Kuala Lumpur, 30 November – THE CALL for Malaysia to raise the retirement age has gotten stronger as the Covid-19 epidemic has further destroyed its residents’ finances.
There are also ideas to give fixed-term contracts, incentives for increased savings contributions, enhance total salary for employees, and improve their financial literacy.
Most Malaysians rely on their Employees Provident Fund (EPF) funds to cover their retirement obligations. The recent RM145bil withdrawals and RM10bil reduction in statutory EPF contributions resulted in lower savings for the majority of EPF members.
Approximately 6.62 million (52%) of EPF members under the age of 55 have savings of less than RM10,000, while 3.2 million members under the age of 55 have savings of less than RM1,000.
After accounting for inflation and medical expenses, we need at least RM600,000 to retire.
According to the EPF, just 4% of its members would be able to retire, with the bulk of members having less.
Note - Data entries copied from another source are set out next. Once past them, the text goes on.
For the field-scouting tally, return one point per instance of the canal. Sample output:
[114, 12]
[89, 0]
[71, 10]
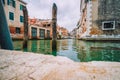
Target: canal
[77, 50]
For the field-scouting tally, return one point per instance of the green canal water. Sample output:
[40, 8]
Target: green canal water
[80, 51]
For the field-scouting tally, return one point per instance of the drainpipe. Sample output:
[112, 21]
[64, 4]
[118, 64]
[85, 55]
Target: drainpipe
[5, 38]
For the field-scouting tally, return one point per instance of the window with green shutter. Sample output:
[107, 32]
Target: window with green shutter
[11, 3]
[21, 19]
[11, 15]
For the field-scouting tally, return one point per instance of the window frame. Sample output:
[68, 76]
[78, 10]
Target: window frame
[103, 28]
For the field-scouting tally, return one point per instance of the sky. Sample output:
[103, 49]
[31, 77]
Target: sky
[68, 13]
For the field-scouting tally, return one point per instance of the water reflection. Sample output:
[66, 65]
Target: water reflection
[81, 51]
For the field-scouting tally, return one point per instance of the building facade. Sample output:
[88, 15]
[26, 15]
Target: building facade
[99, 17]
[40, 29]
[14, 14]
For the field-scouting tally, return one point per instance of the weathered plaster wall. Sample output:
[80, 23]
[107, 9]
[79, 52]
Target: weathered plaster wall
[109, 10]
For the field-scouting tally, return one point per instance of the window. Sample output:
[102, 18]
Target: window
[21, 19]
[42, 33]
[18, 30]
[108, 25]
[34, 32]
[11, 16]
[21, 7]
[11, 2]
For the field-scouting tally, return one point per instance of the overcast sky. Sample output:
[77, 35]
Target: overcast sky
[68, 11]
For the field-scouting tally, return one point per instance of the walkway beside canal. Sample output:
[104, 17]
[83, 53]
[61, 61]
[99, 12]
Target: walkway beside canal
[16, 65]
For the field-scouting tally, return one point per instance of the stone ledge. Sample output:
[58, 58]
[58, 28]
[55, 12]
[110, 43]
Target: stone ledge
[16, 65]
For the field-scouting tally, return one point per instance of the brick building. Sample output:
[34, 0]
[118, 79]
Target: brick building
[14, 14]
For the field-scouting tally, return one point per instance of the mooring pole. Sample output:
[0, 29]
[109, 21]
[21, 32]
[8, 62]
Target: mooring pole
[5, 38]
[25, 38]
[54, 28]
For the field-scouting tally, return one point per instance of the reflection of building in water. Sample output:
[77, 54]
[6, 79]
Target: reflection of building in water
[40, 29]
[89, 51]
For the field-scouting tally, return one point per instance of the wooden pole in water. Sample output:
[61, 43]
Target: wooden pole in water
[5, 38]
[54, 21]
[54, 27]
[25, 39]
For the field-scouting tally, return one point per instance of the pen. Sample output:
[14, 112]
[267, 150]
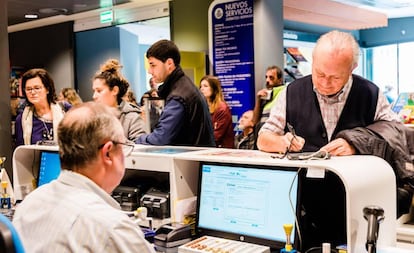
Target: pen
[291, 129]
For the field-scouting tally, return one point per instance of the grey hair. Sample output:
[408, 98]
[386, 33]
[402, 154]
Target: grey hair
[339, 41]
[83, 130]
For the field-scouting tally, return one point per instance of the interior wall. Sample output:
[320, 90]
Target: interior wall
[398, 30]
[5, 112]
[49, 47]
[93, 48]
[189, 29]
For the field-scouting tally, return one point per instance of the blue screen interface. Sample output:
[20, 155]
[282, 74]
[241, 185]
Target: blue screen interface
[49, 168]
[247, 201]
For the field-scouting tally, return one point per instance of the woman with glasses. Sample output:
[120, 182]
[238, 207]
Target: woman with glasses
[109, 87]
[41, 115]
[210, 87]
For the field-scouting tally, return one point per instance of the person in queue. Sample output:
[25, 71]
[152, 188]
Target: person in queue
[245, 139]
[210, 87]
[109, 87]
[185, 119]
[340, 113]
[41, 115]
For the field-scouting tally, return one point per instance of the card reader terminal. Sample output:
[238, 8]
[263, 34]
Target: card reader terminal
[172, 234]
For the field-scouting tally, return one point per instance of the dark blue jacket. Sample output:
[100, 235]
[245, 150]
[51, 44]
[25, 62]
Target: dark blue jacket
[304, 114]
[186, 120]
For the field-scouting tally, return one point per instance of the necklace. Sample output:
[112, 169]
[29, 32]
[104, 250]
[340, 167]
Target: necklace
[46, 133]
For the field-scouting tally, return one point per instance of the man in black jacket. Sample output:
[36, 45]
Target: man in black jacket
[185, 119]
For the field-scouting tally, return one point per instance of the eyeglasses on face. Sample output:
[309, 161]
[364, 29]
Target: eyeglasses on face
[127, 146]
[36, 89]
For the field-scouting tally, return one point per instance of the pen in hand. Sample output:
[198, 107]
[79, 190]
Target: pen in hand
[293, 132]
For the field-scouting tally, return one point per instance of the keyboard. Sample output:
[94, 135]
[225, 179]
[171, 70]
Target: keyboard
[216, 244]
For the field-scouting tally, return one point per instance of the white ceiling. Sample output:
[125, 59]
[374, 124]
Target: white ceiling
[17, 8]
[392, 8]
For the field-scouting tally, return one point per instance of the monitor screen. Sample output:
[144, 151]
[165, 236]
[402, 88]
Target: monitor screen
[49, 168]
[247, 203]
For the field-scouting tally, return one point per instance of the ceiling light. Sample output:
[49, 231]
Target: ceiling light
[53, 10]
[31, 16]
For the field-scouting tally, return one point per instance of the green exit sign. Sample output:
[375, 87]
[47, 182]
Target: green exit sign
[107, 16]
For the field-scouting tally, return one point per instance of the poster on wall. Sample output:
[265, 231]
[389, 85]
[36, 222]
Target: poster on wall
[232, 52]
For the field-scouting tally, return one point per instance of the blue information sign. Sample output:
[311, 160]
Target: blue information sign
[232, 51]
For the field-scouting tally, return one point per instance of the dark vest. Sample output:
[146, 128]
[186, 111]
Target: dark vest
[304, 114]
[197, 129]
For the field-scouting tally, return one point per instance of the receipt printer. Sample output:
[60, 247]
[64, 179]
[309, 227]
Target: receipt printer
[127, 197]
[157, 203]
[172, 235]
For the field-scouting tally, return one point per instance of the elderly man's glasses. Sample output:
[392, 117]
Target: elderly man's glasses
[35, 89]
[127, 146]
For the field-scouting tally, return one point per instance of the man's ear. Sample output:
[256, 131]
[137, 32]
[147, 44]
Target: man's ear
[106, 149]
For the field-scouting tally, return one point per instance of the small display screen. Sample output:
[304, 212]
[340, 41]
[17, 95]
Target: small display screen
[166, 150]
[49, 168]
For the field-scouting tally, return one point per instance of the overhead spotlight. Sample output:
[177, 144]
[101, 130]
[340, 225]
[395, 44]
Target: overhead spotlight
[53, 11]
[31, 16]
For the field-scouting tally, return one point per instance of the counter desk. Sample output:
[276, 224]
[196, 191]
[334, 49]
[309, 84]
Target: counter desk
[364, 180]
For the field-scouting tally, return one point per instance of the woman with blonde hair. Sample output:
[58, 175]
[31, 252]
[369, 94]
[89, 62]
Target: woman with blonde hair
[221, 118]
[109, 87]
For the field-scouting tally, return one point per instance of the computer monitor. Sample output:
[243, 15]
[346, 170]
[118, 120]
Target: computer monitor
[49, 167]
[247, 203]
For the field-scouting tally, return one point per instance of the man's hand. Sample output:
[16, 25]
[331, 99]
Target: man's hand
[339, 147]
[293, 142]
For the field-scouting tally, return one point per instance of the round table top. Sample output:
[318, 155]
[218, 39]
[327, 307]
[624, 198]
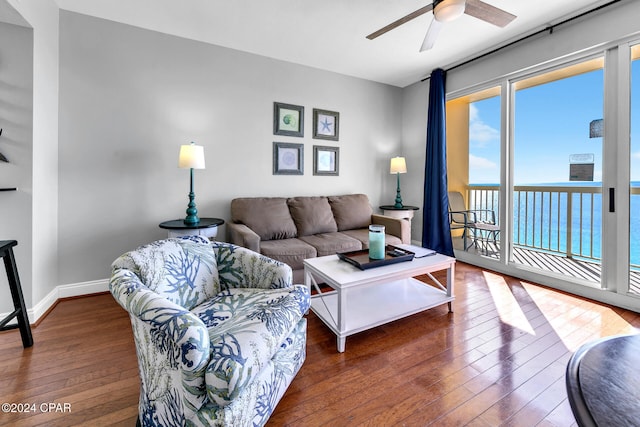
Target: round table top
[178, 224]
[403, 208]
[602, 385]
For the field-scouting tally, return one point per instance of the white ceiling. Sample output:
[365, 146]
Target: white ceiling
[330, 34]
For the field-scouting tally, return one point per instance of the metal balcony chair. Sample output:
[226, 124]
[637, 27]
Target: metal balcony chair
[473, 222]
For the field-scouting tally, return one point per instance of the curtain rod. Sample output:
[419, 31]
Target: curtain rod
[549, 29]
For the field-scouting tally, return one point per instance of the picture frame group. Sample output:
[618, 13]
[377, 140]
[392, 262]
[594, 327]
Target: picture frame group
[288, 158]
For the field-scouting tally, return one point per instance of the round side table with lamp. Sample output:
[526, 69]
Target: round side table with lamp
[404, 212]
[207, 227]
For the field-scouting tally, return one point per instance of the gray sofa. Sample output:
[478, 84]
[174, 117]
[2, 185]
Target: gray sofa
[294, 229]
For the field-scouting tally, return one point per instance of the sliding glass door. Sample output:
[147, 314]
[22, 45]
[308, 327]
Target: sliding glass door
[634, 174]
[557, 171]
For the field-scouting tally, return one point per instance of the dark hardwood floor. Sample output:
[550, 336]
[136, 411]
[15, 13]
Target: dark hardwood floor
[499, 359]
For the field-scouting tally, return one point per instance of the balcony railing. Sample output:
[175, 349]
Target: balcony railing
[565, 220]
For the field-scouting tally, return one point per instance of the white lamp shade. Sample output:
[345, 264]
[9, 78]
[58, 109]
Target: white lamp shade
[448, 10]
[398, 165]
[191, 156]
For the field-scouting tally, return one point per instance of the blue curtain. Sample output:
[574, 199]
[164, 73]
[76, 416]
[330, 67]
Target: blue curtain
[436, 233]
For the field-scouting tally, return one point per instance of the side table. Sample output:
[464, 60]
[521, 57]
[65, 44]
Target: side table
[405, 212]
[207, 227]
[20, 312]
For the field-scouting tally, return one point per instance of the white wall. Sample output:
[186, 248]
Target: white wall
[128, 99]
[36, 254]
[415, 101]
[16, 143]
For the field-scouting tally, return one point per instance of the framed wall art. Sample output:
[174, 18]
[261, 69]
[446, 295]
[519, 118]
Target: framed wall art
[288, 159]
[288, 119]
[326, 160]
[326, 124]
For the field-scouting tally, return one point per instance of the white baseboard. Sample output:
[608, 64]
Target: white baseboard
[59, 292]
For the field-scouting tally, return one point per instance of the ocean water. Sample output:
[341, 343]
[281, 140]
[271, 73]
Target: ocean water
[541, 219]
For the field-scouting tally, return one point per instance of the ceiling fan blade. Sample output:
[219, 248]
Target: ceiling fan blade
[404, 19]
[432, 35]
[486, 12]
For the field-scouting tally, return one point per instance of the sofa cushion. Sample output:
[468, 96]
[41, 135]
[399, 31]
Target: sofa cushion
[362, 234]
[269, 217]
[182, 270]
[351, 211]
[289, 251]
[331, 243]
[312, 215]
[246, 329]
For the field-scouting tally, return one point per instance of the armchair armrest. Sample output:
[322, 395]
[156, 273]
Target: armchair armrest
[239, 267]
[181, 329]
[395, 226]
[241, 235]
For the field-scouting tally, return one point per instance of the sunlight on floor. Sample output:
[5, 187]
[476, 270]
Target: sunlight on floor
[506, 303]
[564, 312]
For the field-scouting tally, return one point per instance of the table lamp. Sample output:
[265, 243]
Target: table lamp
[191, 157]
[398, 166]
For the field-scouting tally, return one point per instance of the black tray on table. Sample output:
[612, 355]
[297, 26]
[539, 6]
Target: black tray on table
[361, 260]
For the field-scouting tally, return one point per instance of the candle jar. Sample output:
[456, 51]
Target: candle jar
[376, 241]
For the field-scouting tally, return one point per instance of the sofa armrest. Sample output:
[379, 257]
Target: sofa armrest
[395, 226]
[239, 267]
[241, 235]
[179, 328]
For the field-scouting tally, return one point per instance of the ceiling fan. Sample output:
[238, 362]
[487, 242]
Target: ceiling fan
[447, 11]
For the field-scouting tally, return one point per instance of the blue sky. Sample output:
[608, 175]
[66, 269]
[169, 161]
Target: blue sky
[551, 124]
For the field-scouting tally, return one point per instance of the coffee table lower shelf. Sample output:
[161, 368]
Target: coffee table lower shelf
[371, 306]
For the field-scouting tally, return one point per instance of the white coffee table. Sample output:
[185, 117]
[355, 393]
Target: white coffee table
[362, 300]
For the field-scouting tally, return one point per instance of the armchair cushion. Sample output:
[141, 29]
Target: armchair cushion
[183, 271]
[246, 328]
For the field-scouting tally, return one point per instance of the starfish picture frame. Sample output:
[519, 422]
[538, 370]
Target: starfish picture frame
[326, 124]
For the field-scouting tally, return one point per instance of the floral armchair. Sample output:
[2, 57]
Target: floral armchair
[218, 329]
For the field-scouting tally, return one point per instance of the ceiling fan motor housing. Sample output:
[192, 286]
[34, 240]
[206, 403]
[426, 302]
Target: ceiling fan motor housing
[448, 10]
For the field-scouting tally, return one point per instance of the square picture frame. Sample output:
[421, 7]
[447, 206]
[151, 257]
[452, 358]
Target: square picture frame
[326, 160]
[288, 158]
[326, 124]
[288, 119]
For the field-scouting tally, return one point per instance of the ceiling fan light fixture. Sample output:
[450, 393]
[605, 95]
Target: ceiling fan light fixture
[448, 10]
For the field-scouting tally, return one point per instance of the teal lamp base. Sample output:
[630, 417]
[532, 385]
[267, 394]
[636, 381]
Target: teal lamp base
[398, 204]
[192, 212]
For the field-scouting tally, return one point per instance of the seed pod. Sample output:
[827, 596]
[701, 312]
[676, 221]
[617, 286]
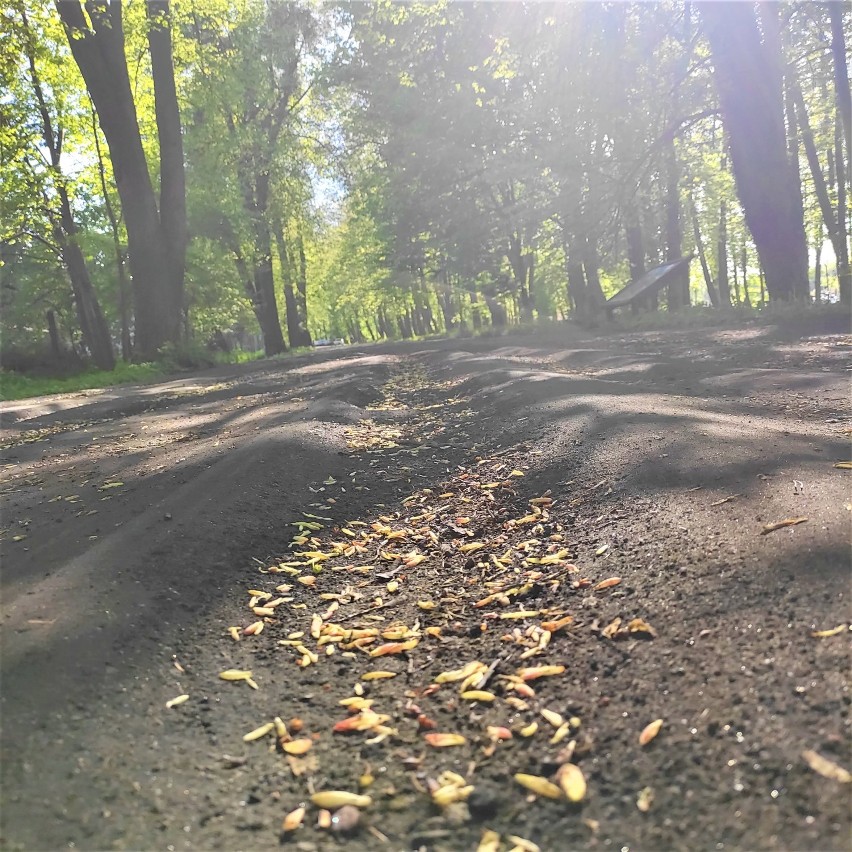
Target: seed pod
[258, 733]
[298, 746]
[235, 674]
[538, 785]
[293, 820]
[444, 740]
[345, 819]
[572, 782]
[281, 732]
[478, 695]
[650, 731]
[339, 798]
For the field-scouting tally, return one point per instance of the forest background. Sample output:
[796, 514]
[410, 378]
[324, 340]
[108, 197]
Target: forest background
[261, 175]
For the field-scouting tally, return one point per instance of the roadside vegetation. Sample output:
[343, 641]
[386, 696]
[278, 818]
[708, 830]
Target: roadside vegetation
[293, 172]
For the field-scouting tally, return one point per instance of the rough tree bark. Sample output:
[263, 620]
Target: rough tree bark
[97, 44]
[93, 325]
[834, 225]
[749, 84]
[120, 264]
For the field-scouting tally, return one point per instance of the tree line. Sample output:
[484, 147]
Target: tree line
[274, 172]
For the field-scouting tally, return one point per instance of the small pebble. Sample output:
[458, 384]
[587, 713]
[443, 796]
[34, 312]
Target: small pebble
[345, 819]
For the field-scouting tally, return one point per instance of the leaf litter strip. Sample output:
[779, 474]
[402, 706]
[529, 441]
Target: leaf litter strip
[449, 565]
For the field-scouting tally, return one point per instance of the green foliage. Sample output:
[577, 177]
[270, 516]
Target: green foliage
[441, 164]
[16, 386]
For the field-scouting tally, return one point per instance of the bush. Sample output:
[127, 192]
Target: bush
[175, 357]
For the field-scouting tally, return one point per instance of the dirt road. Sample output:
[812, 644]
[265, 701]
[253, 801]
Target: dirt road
[494, 504]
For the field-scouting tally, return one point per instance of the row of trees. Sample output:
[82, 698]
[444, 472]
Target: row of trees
[175, 171]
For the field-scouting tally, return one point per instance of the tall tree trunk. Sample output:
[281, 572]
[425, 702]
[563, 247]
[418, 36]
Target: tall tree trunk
[120, 266]
[722, 257]
[262, 275]
[836, 226]
[754, 117]
[576, 279]
[841, 70]
[677, 291]
[302, 292]
[173, 228]
[93, 326]
[818, 266]
[744, 261]
[635, 251]
[702, 256]
[591, 267]
[53, 331]
[289, 274]
[841, 167]
[96, 334]
[98, 50]
[476, 317]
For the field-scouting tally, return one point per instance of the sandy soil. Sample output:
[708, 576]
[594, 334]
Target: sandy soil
[137, 520]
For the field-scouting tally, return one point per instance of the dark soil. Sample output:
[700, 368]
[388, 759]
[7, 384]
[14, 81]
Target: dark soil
[136, 521]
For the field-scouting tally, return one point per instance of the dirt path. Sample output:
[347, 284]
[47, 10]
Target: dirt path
[498, 505]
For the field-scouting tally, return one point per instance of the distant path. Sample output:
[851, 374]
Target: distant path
[142, 515]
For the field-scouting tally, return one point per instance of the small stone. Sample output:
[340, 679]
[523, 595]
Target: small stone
[345, 819]
[457, 813]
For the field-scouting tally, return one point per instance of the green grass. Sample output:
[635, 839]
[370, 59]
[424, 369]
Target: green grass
[17, 386]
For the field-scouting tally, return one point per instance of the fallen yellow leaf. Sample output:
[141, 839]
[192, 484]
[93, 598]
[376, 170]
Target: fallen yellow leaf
[826, 767]
[489, 842]
[258, 733]
[787, 522]
[572, 782]
[444, 740]
[824, 634]
[377, 675]
[538, 785]
[650, 731]
[333, 799]
[235, 674]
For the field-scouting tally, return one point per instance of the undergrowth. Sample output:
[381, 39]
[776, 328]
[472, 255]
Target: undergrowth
[173, 359]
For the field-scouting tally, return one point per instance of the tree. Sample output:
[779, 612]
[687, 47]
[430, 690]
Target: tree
[749, 84]
[156, 233]
[57, 202]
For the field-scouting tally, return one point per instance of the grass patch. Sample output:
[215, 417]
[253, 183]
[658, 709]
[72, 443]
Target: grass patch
[14, 385]
[18, 386]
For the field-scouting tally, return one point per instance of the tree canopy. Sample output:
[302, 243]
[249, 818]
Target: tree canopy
[265, 174]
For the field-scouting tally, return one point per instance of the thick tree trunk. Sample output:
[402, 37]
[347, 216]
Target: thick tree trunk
[749, 83]
[93, 326]
[99, 52]
[173, 228]
[591, 267]
[302, 294]
[53, 331]
[95, 330]
[841, 70]
[835, 225]
[702, 256]
[744, 268]
[635, 252]
[722, 257]
[476, 317]
[262, 275]
[677, 291]
[121, 271]
[288, 274]
[818, 267]
[576, 281]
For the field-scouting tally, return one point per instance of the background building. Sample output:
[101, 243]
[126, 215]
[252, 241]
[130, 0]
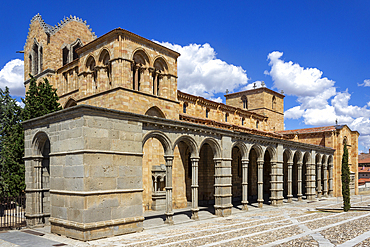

According to Financial Planning Association of Malaysia vice-president Rafiq Hidayat,Malaysia faces a possible “post retirement crisis” when the majority of its working population is not ready to retire.
This will lead to an expanded “sandwich generation,” in which younger adults who have just started their own families will also have to care for their elderly parents’ post-retirement needs. Malaysia is becoming an aging country, with 7% of its population reaching the age of 65 or older; by 2056, that figure will have risen to 20%.